旅の道中で叡智からお金の基準は聞いておいた。銅貨、銀貨、金貨、白金貨があり、それぞれ100枚で1つ上の硬貨1枚だそうだ。ちなみに叡智の情報だと、
冒険者登録には銀貨4枚らしい。
ミネアと俺で8枚だな。

「銀貨8枚。」
「ぎ、銀貨8枚?!」
「出せるだろ?」
「出せるには出せるが、もっとないのか?その、欲が無さすぎると思うが。」
「ないな。」
「むぅ、どうしたもんか…」
国王が驚いているとアリシアが聞いてきた。
「どうして銀貨8枚なんですか?」
「冒険者登録するからな。俺ら2人。」
「お強いですが、まだ冒険者ではなかったんですね。それで銀貨8枚と...」
「ああ。冒険者になれば、必要な分は魔物を狩ったら手に入るしな。」
「レン様はお強いですからね。
すぐに名前が国中に広がりそうです。」
「レン殿は冒険者になるのか!」
急に国王が「それだ!」って感じで顔をあげて話に入ってきた。
「そのつもりだが。」
「そうか、なら報酬は初期ランクを上げよう。」
「初期ランクを上げる?
どういうことだ?」
「冒険者は皆、登録してすぐはFランクからのスタートでな。それは、簡単に命を落とさぬようにとギルドの計らいなんじゃが。レン殿は強いと聞いておるし、あの威圧じゃ。まだ本気は出しておらんじゃろ?」
「本気の威圧をするには皆、士気を高める、もしくは気合いを入れるために咆哮をあげるものがほとんどです、マスター。」
なるほど、俺は咆哮あげてないしな。
「それはギルドの決まりじゃ。その決まりのおかげで冒険者の死者はものすごく減った。しかし、レン殿のように強い者が登録することも多々ある。そういう者にとってこの決まりは枷になりかねん。
そこで、ギルド関係者や権力者の推薦で最初の設定ランクをDランクまで上げれるんじゃよ。」
「なら、そうしてくれ。」
「今紹介状を書くから、ちとアリシアと待っていてくれ。」
そう言って国王が部屋を出ていった。

「ふ、二人きりですね…」
顔を赤らめながらアリシアがそんな事を言ってきた。
「ミネアもいるぞ。」
するとアリシアはチラッと目を俺の隣に向けると、眠そうに欠伸をしているミネアがいた。
封印されていて激痛が続くあの状態で1000年なら、ろくに眠れていないのだろう。
登録して稼いだら、直ぐに宿に行こう。
「むむぅ...」
アリシアが頬を膨らませてミネアを睨む。
本人は気づいていないようだ。
睨んでると言うより、見つめてる感じだもんな。

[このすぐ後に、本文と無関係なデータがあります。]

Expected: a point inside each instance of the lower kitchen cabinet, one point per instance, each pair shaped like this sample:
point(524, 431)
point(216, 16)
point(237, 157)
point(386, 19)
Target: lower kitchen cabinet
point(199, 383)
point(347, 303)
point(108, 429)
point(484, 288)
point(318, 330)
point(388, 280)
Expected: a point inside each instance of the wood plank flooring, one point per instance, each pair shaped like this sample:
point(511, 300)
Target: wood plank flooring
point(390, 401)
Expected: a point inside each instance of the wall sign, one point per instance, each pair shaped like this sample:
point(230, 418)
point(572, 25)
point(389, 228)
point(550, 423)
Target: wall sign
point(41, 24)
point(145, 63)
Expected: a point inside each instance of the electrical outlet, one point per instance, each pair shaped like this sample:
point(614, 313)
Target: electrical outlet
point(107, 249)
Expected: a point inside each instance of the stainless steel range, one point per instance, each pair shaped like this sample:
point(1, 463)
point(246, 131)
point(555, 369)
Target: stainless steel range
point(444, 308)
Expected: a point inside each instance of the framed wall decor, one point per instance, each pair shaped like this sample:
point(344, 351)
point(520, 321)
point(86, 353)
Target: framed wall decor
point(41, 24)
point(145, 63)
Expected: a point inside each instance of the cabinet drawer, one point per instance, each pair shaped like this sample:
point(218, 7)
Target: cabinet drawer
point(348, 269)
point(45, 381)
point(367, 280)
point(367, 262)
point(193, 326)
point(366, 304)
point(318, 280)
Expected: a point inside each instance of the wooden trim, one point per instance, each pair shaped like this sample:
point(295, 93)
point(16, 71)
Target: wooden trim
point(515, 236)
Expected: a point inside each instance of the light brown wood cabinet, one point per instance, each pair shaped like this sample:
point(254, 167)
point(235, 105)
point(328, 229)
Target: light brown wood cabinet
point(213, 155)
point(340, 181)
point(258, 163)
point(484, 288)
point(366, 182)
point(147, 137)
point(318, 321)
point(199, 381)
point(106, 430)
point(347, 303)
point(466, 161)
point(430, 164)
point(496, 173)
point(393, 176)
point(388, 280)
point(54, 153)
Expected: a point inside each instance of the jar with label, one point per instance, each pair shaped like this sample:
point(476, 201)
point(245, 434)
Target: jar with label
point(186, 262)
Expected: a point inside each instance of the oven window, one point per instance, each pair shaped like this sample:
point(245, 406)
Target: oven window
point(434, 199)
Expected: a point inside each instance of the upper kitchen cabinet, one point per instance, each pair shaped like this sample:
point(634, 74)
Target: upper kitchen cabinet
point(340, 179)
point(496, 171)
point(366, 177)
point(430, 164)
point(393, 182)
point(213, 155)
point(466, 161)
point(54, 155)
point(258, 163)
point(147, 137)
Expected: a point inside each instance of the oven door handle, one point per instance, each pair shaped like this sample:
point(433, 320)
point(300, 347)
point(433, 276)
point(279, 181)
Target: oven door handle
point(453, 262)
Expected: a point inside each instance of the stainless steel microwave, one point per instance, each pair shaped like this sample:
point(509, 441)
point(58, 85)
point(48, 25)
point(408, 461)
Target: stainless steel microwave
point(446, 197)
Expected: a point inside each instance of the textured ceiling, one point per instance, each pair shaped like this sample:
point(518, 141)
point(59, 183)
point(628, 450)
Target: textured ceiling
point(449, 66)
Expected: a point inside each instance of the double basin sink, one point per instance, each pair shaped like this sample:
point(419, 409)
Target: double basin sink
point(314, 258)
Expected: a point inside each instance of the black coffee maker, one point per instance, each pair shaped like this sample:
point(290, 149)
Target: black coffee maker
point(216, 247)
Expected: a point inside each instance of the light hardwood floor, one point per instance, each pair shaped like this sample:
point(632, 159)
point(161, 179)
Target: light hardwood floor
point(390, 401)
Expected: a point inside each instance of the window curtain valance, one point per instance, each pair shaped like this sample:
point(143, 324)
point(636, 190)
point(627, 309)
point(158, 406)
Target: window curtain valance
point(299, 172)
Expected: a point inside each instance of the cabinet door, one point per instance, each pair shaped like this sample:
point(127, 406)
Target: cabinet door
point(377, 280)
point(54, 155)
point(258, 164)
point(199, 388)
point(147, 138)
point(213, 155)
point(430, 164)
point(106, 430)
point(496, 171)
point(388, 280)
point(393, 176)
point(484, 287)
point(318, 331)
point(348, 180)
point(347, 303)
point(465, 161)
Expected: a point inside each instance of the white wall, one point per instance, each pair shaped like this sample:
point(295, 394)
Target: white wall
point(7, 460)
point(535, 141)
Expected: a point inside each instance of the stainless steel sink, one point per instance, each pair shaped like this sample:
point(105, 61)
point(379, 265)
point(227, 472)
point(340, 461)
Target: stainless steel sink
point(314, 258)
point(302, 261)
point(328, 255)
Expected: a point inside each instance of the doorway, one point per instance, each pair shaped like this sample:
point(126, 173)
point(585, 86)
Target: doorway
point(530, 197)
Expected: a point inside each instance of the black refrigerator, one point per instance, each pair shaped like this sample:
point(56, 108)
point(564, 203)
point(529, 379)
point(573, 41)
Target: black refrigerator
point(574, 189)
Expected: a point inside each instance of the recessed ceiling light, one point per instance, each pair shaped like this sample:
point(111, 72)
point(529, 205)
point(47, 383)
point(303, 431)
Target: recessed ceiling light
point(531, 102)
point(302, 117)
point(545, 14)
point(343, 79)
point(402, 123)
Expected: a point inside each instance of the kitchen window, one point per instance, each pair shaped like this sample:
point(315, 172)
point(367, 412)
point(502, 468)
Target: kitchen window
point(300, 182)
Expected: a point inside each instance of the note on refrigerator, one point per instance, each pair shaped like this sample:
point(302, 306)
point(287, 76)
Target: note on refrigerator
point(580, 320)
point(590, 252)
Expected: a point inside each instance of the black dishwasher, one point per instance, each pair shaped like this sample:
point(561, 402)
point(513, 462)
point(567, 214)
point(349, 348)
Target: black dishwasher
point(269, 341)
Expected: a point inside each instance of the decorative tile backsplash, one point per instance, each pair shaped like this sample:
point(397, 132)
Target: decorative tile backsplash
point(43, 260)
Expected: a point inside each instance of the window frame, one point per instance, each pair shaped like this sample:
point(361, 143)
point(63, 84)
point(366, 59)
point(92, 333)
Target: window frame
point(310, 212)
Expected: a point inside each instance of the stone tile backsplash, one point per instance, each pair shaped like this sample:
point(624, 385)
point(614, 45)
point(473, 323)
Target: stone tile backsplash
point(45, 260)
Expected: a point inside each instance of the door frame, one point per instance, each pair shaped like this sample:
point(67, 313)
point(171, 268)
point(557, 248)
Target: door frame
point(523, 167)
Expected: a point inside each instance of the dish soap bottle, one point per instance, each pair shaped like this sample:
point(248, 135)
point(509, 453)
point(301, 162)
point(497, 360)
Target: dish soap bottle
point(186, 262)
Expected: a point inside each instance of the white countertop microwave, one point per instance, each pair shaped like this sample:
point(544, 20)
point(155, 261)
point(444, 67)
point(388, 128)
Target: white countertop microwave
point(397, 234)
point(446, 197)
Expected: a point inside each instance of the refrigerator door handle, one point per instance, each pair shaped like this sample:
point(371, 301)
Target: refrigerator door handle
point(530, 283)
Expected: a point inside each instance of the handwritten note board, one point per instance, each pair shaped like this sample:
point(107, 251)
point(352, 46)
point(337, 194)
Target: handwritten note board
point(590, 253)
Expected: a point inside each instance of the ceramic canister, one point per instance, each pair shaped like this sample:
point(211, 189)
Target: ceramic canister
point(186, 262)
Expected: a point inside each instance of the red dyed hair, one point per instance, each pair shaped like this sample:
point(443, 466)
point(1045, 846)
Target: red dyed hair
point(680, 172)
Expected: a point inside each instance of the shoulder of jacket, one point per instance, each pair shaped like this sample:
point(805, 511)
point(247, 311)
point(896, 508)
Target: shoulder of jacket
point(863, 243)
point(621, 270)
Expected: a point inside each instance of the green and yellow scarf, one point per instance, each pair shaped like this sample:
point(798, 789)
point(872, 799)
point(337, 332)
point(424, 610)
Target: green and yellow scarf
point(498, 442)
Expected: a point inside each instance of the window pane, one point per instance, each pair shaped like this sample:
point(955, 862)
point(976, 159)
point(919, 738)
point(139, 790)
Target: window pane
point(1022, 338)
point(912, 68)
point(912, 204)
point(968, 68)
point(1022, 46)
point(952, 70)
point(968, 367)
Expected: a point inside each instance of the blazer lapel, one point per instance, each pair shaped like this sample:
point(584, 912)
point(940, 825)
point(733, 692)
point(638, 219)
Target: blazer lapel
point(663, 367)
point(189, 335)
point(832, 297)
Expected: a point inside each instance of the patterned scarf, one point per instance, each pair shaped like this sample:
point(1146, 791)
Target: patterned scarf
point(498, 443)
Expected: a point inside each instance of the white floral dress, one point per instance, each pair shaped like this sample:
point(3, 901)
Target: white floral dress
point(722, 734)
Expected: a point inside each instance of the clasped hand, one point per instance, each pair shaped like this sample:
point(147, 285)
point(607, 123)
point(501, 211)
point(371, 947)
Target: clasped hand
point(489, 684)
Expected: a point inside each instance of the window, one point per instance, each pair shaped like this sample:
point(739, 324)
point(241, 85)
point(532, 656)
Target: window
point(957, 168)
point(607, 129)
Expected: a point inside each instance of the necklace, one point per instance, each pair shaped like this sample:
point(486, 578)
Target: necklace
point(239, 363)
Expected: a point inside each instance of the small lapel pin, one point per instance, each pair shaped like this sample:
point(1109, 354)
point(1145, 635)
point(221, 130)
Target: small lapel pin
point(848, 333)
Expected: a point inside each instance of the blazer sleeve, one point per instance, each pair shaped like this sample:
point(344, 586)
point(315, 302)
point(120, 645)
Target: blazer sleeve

全く怖くない。
そんなことをしながら10数分たった時、再び国王が戻ってきた。
「これを受付で渡すといい。」
「そうか。ありがとな。」
「いやいや。本当なら地位や爵位でも与えたいぐらいじゃが、お主は受け取ってくれなさそうじゃからの。
それに、礼を言うのはこっちの方じゃ。
本当にありがとう!
また何かあったら、いつでも寄るといい。アリシアも喜ぶじゃろう。」
「ああ。」
「もう、お父様!レン様の前でそんな事...」
そう言って俺を見て、さらに顔を赤くするアリシア。
「ハッハッハッ」
「もう、知りません!」
ぷいっとアリシアがそっぽを向いた。
本当に怒っているのではないようだ。
「ミネア。行くぞ。」
「んぁ?もう終わったのかい?」
「寝るなら宿で寝ろ。早く行くぞ。」
「ふあぁ〜」
そんなやり取りをしながら、俺達は部屋を出る。
アリシアと国王は俺達の姿が見えなくなるまで、頭を下げていた。